I paid $4 per bird at around 12 weeks old and there was no guarantee but they said 80% should be hens. I only have 4 black and white birds total so I will post separate, clearer pictures in the morning... I hope I don't have all Roos.... I have 6 birds total and I only have two laying. No crowing from any of them yet. They are all very sweet so it will be hard to decide which Roos to eat if I have more than one...


----------



## jbond07 (Jun 19, 2013)

Just a few more pictures of my birds.


----------



## jbond07 (Jun 19, 2013)

The last four pictures I posted show all six of my birds in one of the shots. I know the white Delawares are hens. My main concerns are the two barred rock in the middle of that picture.


----------



## hennypenny68 (Apr 30, 2013)

That look like Roos to me


----------



## Jim (Sep 26, 2012)

jbond07 said:


> I paid $4 per bird at around 12 weeks old and there was no guarantee but they said 80% should be hens. I only have 4 black and white birds total so I will post separate, clearer pictures in the morning... I hope I don't have all Roos.... I have 6 birds total and I only have two laying. No crowing from any of them yet. They are all very sweet so it will be hard to decide which Roos to eat if I have more than one...

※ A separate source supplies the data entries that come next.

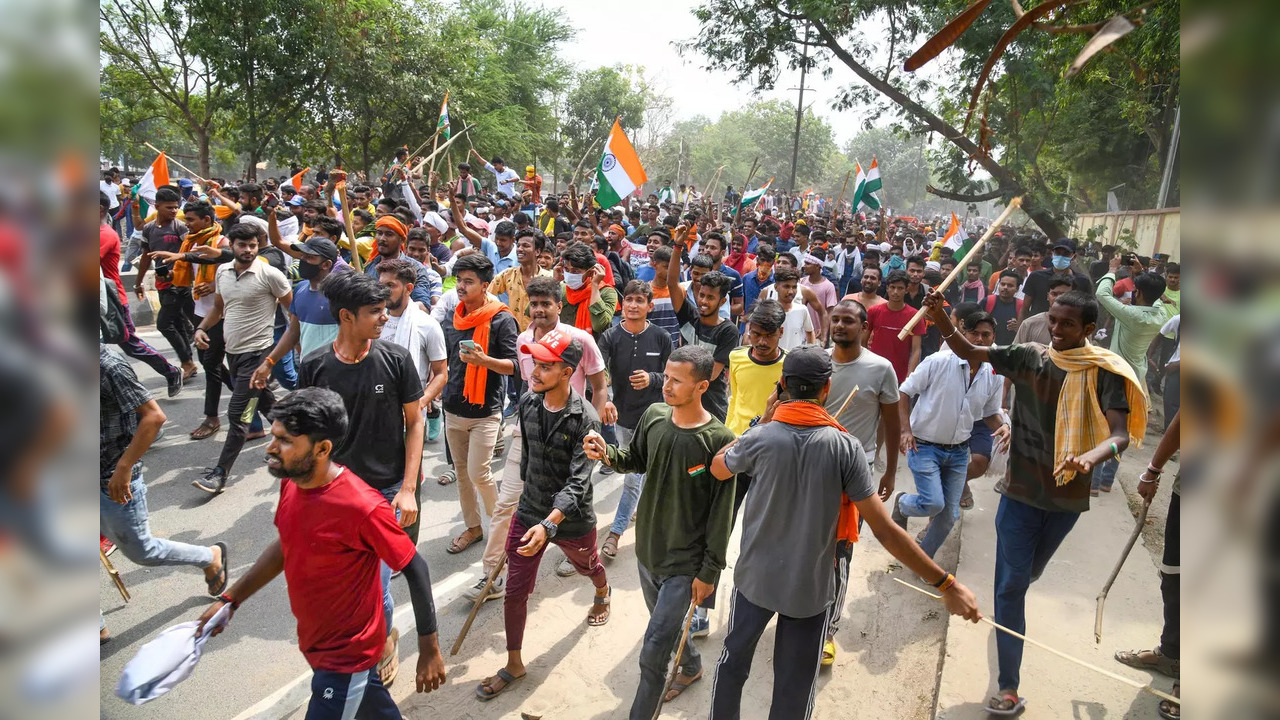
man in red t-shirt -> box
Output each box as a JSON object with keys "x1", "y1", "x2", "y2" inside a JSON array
[
  {"x1": 97, "y1": 191, "x2": 182, "y2": 397},
  {"x1": 867, "y1": 270, "x2": 925, "y2": 382},
  {"x1": 196, "y1": 387, "x2": 444, "y2": 720}
]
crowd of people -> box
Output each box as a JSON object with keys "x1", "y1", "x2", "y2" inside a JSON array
[{"x1": 100, "y1": 154, "x2": 1180, "y2": 719}]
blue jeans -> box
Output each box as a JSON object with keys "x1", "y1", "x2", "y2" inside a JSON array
[
  {"x1": 899, "y1": 439, "x2": 969, "y2": 557},
  {"x1": 630, "y1": 565, "x2": 703, "y2": 720},
  {"x1": 996, "y1": 496, "x2": 1080, "y2": 691},
  {"x1": 609, "y1": 425, "x2": 644, "y2": 536},
  {"x1": 99, "y1": 473, "x2": 214, "y2": 568}
]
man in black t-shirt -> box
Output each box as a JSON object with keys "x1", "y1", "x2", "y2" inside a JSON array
[{"x1": 298, "y1": 266, "x2": 424, "y2": 684}]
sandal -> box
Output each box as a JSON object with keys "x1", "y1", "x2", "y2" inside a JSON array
[
  {"x1": 188, "y1": 418, "x2": 223, "y2": 439},
  {"x1": 586, "y1": 588, "x2": 613, "y2": 628},
  {"x1": 205, "y1": 542, "x2": 230, "y2": 597},
  {"x1": 476, "y1": 667, "x2": 524, "y2": 702},
  {"x1": 984, "y1": 691, "x2": 1027, "y2": 716},
  {"x1": 444, "y1": 528, "x2": 484, "y2": 555},
  {"x1": 1115, "y1": 644, "x2": 1181, "y2": 679},
  {"x1": 662, "y1": 670, "x2": 703, "y2": 702},
  {"x1": 600, "y1": 532, "x2": 622, "y2": 560}
]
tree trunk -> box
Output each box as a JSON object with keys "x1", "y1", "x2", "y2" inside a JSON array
[{"x1": 810, "y1": 19, "x2": 1066, "y2": 238}]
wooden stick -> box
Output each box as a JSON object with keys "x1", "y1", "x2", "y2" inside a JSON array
[
  {"x1": 449, "y1": 548, "x2": 507, "y2": 655},
  {"x1": 97, "y1": 547, "x2": 129, "y2": 602},
  {"x1": 896, "y1": 195, "x2": 1023, "y2": 340},
  {"x1": 893, "y1": 578, "x2": 1181, "y2": 703},
  {"x1": 142, "y1": 141, "x2": 209, "y2": 184},
  {"x1": 653, "y1": 603, "x2": 698, "y2": 720}
]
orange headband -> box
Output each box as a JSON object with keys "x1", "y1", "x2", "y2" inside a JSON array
[{"x1": 374, "y1": 215, "x2": 408, "y2": 237}]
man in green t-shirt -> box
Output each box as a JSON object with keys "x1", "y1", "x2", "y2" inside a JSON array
[{"x1": 582, "y1": 346, "x2": 735, "y2": 720}]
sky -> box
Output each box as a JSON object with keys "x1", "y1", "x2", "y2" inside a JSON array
[{"x1": 544, "y1": 0, "x2": 860, "y2": 146}]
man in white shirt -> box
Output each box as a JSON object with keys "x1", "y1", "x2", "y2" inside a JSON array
[{"x1": 892, "y1": 311, "x2": 1009, "y2": 557}]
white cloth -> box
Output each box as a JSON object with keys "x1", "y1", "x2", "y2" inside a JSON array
[{"x1": 115, "y1": 605, "x2": 232, "y2": 705}]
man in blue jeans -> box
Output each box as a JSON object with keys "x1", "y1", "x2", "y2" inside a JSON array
[
  {"x1": 924, "y1": 290, "x2": 1147, "y2": 716},
  {"x1": 892, "y1": 310, "x2": 1009, "y2": 557},
  {"x1": 97, "y1": 345, "x2": 228, "y2": 642}
]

Ok, then that was fair. Lol, and deciding which to eat, start with the meanest, even if they are all nice, there will be one not as nice to the ladies.


----------



## Jim (Sep 26, 2012)

My money on those two rocks says roo, I do see one barred rock hen in there. Barred rock Roos also have more white in it as a younger chick, and one of the easier to sex at am early age.


----------



## jbond07 (Jun 19, 2013)

Thank you for all of the advice! It's good to know I have at least one hen. I hope I have two, but my smallest bird has a few curled tail feathers so who knows! She/he has almost no crown though. Either way they will nourish our family, but I need laying hens because eggs are the breakfast staple in our house.. I need at least 8 layers for my family of 4 probably!


----------